***
# 1. Retrive data from ChEMBL database
***
 

####  We first obtained information about compounds associated with SARS-CoV-2 present in ChEMBL database using this link:

#### [ChEMBL compounds dataset](https://www.ebi.ac.uk/chembl/g/#browse/compounds/filter/_metadata.compound_records.src_id%3A52)

#### Which can be found at ChEMBL main page. 

### a)
![img/chembl_img.png](attachment:chembl_img.png)




### b)

![img/Screenshot_2.png](attachment:Screenshot_2.png)

#### After downloading using csv download button , our raw dataset is named chembl_covid_raw.csv.

In [24]:
# imports
import os 
import sys
import json 
import pprint
import pandas as pd 
import numpy as np
from collections import Counter

***
# 2. Filtering by Max Phase and Small Molecule

#### We first filtered out compounds without small molecule targets and without _max phase_, to analyze those drugs at development in phase 1 as a baseline.
***


In [10]:
df = pd.read_csv("chembl_covid_raw.csv", delimiter=";")

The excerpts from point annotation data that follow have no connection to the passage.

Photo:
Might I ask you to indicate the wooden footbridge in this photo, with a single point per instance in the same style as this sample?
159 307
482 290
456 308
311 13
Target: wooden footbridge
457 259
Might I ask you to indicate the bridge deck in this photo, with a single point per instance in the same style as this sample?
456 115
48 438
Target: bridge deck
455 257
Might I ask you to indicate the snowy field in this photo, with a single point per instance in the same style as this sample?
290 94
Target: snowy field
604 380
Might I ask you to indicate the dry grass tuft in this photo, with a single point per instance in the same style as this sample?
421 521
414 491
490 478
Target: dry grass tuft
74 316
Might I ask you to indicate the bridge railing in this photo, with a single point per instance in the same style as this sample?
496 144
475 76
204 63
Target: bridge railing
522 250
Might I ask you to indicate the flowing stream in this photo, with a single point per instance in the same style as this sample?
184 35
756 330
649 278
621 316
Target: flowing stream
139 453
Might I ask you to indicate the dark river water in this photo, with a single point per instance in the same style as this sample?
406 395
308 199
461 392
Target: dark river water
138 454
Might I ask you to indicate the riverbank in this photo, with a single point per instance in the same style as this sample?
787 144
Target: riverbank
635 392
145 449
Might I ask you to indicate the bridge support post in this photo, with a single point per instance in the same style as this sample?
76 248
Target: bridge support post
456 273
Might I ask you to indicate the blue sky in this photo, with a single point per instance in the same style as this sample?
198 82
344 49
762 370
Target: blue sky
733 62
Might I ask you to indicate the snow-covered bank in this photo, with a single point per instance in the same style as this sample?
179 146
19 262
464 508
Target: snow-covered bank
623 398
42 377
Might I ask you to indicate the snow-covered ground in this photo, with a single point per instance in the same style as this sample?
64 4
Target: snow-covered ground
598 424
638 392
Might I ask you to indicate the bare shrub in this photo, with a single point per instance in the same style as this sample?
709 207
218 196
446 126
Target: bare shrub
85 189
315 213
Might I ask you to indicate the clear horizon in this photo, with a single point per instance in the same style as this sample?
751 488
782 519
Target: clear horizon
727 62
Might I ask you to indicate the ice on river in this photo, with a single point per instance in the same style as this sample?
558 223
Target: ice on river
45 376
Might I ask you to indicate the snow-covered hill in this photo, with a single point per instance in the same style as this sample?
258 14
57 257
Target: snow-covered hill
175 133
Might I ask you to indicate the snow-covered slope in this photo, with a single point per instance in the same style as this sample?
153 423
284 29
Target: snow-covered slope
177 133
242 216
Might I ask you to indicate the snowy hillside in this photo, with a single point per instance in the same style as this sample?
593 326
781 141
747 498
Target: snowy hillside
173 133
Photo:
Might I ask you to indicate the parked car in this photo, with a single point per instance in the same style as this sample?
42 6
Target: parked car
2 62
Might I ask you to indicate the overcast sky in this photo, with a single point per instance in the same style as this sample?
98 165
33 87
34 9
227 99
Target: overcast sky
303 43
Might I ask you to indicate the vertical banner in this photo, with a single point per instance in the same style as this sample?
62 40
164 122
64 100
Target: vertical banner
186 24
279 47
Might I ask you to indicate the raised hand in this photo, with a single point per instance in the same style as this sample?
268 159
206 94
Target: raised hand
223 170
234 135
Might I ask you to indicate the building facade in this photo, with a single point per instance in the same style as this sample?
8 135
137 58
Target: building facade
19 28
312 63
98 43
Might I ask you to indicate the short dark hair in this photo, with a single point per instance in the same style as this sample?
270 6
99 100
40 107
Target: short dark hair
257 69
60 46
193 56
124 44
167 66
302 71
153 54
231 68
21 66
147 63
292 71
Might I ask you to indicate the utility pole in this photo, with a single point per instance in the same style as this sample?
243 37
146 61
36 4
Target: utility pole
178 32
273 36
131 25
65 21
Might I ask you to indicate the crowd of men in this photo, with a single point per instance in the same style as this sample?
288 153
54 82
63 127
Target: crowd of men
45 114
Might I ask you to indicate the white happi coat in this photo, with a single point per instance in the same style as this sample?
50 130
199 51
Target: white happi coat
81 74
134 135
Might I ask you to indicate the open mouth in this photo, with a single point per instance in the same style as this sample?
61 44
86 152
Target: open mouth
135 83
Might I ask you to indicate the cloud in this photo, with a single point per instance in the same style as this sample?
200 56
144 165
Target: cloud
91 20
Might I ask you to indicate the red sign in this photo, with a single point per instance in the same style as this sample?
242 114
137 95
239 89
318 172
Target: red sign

print('Compounds associated with SARS-CoV-2: ', df['ChEMBL ID'].nunique())

subset = df.loc[(df['Max Phase'] > 0) & (df['Type'] == "Small molecule")]

cols = ["ChEMBL ID", "Name", "Type", "Max Phase"]

subset = subset[cols]

Compounds associated with SARS-CoV-2:  8208


***
# 3. Retrieve activities for each drugs
***





### We queried information about activities (IC50 and Ki) through cURL on ChEMBL, this process is described in the following images, and can be automatized using a custom bash script.

###  In the "Bioactivities" section, click in the activity of interest, i.e. Ki or IC50.

![img/Screenshot_4.png](attachment:Screenshot_4.png)
***

### The red arrow indicate where the cURL script can be found, alternatively, the yellow arrow indicate a download button to obtain information about the drug activity for each target.

![img/Screenshot_6.png](attachment:Screenshot_6.png)

***

### After getting this cURL script, we can generate a query for  each drug to obtain his targets.


![img/Screenshot_7.png](attachment:Screenshot_7.png)

***

### 4. Save the cURL script in a file named chembl_activities.json

### 5. Create folders for json responses


In [1]:
#bash_comand -> mkdir json_files/Ki
#bash_comand -> mkdir json_files/IC50

### 6. Python script to replace each compounds ID and activities, for each drug generated a query file.

In [20]:
activities = ['IC50', 'Ki']
MOD = '"query": "molecule_chembl_id:'
chembl_ids = subset["ChEMBL ID"].tolist()
for compound in chembl_ids:
    for activity in activities:
        with open("json_files/{}_{}.json".format(compound, activity), "w") as g:
            with open("chembl_activities.json") as f:
                for line in f:
                    if MOD in line:
                        print(compound)
                        line = line.replace(MOD, '{}(\\"{}\\") AND standard_type:(\\"{}\\")'.format(MOD, compound, activity))
                        print(line)
                        g.write(line)
                        print(compound, activity)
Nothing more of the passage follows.